L’Osservatorio Innovazione Digitale dei Beni e Attività Culturali, promosso dalla School of Management del Politecnico di Milano ha presentato il suo rapporto sul legame fra comunicazione digitale e musei italiani. Il campione preso in analisi conta 476 musei italiani, pari a circa il 10% dei musei aperti al pubblico nel 2015. Nel 2016 risulta che il 52% dei musei possiede almeno un account sui social network; solamente il 13% è presente nei tre più diffusi, Facebook, Twitter e Instagram. La maggiore presenza si rileva su Facebook, infatti anche il 10% dei musei, che non ha un sito Internet, risulta però attivo su questo social network.
Se contiamo i numeri sui social network il Maxxi, nel campione preso in esame, rimane sempre nelle prime tre posizioni. I musei italiani con più fan su Facebook sono infatti, nell’ordine Musei Vaticani, seguiti dalla Reggia de La Venaria Reale e il Maxxi. Mentre su Twitter la prima posizione spetta al profilo dei Musei in Comune di Roma, il Maxxi al secondo posto e il Museo del Novecento di Milano al terzo; diversa la situazione su Instagram che vede sul podio il Guggenheim di Venezia, seguito dalla Triennale di Milano e sul gradino più basso di nuovo il museo romano.
Ma non è tutto oro nel rapporto. Dall’analisi si scopre infatti che solo il 57 per cento dei musei italiani ha un sito internet; il 41 per cento utilizza un account social network, il 25 per cento la newsletter, solo il 19 per cento offre una connessone wi-fi gratuita e servizi come Qr code sono utilizzati dal 14 per cento delle istituzioni.

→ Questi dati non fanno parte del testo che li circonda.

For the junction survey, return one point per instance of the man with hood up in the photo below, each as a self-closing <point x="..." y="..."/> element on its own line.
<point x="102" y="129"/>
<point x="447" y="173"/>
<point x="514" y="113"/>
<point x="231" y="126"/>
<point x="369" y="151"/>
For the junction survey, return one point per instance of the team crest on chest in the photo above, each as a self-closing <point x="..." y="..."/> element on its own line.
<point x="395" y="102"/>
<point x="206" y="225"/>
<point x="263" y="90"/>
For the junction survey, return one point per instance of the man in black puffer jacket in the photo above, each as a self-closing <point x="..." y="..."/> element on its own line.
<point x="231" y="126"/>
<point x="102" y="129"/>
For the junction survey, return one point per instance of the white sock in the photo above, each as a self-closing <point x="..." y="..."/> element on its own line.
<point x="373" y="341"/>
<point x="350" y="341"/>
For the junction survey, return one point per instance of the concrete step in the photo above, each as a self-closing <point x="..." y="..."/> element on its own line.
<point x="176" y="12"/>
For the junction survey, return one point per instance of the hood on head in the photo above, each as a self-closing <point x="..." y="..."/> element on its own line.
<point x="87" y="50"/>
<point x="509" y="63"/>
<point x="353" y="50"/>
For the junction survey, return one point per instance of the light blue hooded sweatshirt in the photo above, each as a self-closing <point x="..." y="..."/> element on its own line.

«La prima sfida – dice Michela Arnaboldi, Direttore Scientifico dell’Osservatorio Innovazione Digitale nei Beni e Attività Culturali – è legata alle risorse umane e alle competenze: le istituzioni culturali devono dotarsi di figure nuove, ibride, che diventino interpreti “digitali” del patrimonio, ossia di persone che conoscano il patrimonio, il suo valore, ma che al contempo siano in grado di valutare le opportunità offerte dal digitale. La seconda sarà rendere i progetti innovativi sostenibili economicamente sul medio e lungo periodo, magari attraverso nuovi modelli di business in grado di trarre risorse finanziarie proprio dai servizi abilitati dalla tecnologia. Un ambito su cui riflettere e investigare è infine il valore per il territorio, non ridotto alle misure più tradizionali di indotto economico, ma esteso alla funzione che le organizzazioni culturali possono avere per rivitalizzare aree dimenticate, o come luogo di confronto per i cittadini nuovi e vecchi».